Thursday, December 26, 2013

SAT on Insider Trading and the Role of the Compliance Officer

A couple of years ago, we had discussed the order of SEBI’s adjudicating officer imposing a penalty of Rs. 5 lakhs (Rs. 0.5 million) on the compliance officer of Satyam Computer Services Limited. We had noted that this imposed a somewhat unduly onerous obligation on compliance officers and wondered “whether a different outcome would ensue if the compliance officer in Satyam’s case were to go on appeal”.

As it happens, the compliance officer did prefer an appeal but a different outcome did not ensue, as earlier this week the Securities Appellate Tribunal passed an order confirming the findings of SEBI’s adjudicating officer. The background to the role of the compliance officer under the SEBI (Prohibition of Insider Trading) Regulations, 1992 (the “PIT Regulations”) and the more detailed facts of the case are set out in the previous post discussing SEBI’s order. To summarise, the primary issue is whether the compliance officer had a duty to close the trading window in Satyam’s shares, which he failed to discharge. On December 6, 2008, the compliance officer was informed by the chairman of the company about the potential acquisition of two other companies. On December 13, 2008, notices were sent to the board members scheduling a meeting on December 16, 2008 to discuss the acquisition proposal. In this background, SAT notes:

15. Short question, therefore, to be considered herein is, whether information relating to acquisition of two infrastructure companies by Satyam disclosed by Chairman Mr. Ramalinga Raju to appellant on December 6, 2008 was a price sensitive information warranting closure of trading window by appellant as Compliance Officer and if so, for failing to close the trading window when in possession of such price sensitive information, whether, imposition of penalty of ` 5 lac upon appellant is justified?

The SAT found an obligation on the compliance officer to close the trading window on December 6, 2008 upon receipt of information regarding the fact that the company was considering the acquisition proposal. This was despite the premature nature of the proposal, which was only tentative at that stage and was yet to be considered by the board, which may or may not have approved the proposal at the scheduled board meeting. SAT states:

18. … Model Code contained in PIT Regulations further requires Compliance Officer to keep the trading window closed during the period when information referred to in para 3.2.3 is unpublished. Object of keeping the trading window closed under para 3.2.3 of Model Code in addition to prohibition contained in regulation 3 of PIT Regulations is to doubly ensure that directors/officers and designated employees of the Company do not misuse ‘Price Sensitive Information’ and trade in securities of the Company while in possession of such unpublished price sensitive information.

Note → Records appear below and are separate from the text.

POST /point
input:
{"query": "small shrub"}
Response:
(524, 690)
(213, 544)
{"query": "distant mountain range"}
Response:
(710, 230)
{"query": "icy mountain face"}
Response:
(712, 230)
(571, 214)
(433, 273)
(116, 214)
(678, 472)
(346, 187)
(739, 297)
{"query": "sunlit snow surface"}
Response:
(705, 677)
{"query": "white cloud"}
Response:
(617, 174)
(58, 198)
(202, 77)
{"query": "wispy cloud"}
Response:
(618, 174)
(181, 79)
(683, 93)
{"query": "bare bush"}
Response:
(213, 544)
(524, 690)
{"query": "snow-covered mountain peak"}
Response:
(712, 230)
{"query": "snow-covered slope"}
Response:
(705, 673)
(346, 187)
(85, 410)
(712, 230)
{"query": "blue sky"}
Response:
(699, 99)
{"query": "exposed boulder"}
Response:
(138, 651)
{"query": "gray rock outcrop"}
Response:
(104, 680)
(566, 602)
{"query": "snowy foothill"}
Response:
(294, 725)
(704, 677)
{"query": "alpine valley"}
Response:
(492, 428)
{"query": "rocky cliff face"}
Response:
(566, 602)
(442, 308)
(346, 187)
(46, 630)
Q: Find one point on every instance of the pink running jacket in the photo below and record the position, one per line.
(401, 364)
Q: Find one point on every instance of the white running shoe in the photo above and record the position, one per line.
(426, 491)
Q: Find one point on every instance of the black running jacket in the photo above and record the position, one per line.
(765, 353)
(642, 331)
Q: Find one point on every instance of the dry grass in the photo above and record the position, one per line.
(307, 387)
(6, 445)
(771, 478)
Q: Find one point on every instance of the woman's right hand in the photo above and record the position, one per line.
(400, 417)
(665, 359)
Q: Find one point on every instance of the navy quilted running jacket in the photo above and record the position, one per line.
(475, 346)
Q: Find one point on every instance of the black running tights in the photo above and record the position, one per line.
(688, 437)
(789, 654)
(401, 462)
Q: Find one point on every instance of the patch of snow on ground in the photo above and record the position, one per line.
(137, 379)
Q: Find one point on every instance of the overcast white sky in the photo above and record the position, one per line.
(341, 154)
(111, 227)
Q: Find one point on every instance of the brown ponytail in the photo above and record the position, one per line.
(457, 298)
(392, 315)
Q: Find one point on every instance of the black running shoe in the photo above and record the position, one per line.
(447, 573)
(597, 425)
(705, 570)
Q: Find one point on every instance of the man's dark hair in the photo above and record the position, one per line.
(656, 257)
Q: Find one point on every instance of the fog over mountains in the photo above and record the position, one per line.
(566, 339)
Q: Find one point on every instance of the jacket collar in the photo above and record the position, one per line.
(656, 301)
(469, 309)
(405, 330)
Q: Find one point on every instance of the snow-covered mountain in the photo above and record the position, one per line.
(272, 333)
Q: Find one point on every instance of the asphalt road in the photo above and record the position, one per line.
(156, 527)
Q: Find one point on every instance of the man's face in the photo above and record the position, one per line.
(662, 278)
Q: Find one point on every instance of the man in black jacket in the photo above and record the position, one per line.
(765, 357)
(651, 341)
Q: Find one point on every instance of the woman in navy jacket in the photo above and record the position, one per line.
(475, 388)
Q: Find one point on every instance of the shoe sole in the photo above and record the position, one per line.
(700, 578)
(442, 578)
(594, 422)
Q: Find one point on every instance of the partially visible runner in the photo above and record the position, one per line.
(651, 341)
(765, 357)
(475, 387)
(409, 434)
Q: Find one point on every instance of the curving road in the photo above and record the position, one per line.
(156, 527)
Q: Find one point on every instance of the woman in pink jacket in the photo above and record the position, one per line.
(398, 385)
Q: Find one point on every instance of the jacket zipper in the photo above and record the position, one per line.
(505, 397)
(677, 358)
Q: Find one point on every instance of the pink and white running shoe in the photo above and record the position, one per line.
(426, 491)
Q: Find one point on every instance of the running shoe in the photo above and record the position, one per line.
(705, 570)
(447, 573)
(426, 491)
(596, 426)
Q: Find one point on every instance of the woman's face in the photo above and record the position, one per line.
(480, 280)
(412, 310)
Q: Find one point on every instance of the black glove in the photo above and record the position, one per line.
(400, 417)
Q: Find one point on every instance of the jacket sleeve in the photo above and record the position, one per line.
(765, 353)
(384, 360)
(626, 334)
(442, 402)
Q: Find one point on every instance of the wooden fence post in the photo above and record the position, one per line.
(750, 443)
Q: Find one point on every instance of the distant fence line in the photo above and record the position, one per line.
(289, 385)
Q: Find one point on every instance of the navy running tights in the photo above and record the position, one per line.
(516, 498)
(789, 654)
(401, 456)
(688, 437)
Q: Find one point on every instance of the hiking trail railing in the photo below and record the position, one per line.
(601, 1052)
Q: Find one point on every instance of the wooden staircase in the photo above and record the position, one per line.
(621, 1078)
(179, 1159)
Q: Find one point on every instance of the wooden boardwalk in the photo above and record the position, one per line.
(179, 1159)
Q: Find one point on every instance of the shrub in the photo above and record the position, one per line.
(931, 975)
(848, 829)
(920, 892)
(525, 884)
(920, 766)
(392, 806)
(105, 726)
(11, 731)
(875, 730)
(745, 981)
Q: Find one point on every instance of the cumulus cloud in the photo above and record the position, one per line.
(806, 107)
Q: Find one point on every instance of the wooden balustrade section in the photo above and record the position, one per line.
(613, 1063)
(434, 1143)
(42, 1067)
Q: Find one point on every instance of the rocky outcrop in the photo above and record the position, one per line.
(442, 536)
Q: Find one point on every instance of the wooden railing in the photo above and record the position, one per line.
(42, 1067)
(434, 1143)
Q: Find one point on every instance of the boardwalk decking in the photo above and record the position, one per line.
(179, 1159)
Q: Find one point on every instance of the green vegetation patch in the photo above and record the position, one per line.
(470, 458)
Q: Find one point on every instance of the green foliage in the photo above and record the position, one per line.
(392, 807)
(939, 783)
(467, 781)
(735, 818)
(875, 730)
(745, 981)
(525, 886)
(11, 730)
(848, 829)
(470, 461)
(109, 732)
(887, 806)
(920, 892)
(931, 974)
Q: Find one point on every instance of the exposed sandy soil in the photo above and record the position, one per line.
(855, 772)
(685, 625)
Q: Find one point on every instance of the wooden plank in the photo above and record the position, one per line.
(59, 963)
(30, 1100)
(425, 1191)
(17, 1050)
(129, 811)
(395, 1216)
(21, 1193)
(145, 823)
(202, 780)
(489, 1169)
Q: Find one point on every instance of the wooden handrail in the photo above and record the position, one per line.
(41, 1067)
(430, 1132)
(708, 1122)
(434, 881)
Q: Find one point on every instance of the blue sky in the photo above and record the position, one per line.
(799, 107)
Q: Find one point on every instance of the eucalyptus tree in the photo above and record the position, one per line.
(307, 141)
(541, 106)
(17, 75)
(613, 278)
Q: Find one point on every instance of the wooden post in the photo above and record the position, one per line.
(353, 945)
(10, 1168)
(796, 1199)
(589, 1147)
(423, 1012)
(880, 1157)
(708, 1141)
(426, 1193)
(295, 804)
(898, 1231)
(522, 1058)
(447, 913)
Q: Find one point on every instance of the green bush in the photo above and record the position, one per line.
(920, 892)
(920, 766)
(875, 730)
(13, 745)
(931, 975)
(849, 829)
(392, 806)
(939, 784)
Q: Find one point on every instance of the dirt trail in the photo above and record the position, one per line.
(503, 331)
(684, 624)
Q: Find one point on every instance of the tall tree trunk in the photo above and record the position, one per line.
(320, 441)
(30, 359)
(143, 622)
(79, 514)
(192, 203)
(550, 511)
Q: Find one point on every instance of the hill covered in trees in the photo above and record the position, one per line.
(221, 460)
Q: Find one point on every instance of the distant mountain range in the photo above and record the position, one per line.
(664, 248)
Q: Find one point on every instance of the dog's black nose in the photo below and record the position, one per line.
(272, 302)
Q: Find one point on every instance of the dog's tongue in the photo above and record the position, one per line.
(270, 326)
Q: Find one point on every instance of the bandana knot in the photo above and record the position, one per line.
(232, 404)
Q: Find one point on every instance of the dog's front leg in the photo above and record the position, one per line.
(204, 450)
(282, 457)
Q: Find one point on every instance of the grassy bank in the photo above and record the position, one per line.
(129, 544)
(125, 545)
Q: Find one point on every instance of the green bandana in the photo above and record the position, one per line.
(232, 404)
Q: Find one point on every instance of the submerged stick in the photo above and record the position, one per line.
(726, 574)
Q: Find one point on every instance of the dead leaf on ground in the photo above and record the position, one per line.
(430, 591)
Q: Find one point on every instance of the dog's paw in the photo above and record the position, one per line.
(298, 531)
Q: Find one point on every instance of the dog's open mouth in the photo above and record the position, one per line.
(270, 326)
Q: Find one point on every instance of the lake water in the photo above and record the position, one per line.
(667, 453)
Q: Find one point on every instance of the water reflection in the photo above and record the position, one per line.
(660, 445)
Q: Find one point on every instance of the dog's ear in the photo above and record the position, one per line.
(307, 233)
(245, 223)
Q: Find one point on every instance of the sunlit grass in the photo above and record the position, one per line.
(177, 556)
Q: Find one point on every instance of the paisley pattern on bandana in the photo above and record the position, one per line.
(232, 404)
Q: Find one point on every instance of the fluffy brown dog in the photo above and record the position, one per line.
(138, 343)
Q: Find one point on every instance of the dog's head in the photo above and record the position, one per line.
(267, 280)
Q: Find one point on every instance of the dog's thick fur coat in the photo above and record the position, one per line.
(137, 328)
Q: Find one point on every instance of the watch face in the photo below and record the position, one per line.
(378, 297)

Therefore, Compliance Officer is mandatorily obliged under Model Code to keep the trading window closed when in possession of price sensitive information specified in para 3.2.3 of Mode Code. If Compliance Officer fails to close the trading window inspite of being in possession of price sensitive information, then he would be violating PIT Regulations. In such a case, whether any employee/director by taking undue advantage has traded in securities of that company or not, Compliance Officer would be liable for violating PIT Regulations.

The onerous nature of responsibilities imposed by SEBI have been confirmed by the SAT, which therefore requires careful consideration of situations in which compliance officers must act in order to close the trading window so as to not fall afoul of their obligations under the PIT Regulations.

1 comment:

vswami said...

Offhand: Ref.the concluding para- The caution rightly given for future conduct of a 'compliance officer' of any company is, in the context herein, confined/addressed to the governing SEBI rules. To extend the same rationale / logic, there appears to be no rhyme or reason why the view taken should not be regarded and made a serious note of , as sufficient caution, also to any officer or other person appointed/assigned / entrusted by a company, with the duties and responsibilities statutorily attached to / expected to be discharged as a 'Secretary', whatever be his designation. To put it differently, the point to be noted is, - in a case where cause of action arises by reason or as a consequence of dereliction of duties by company secretary (in-house or external), he should be imp-leaded as a necessary party to dispute / litigation.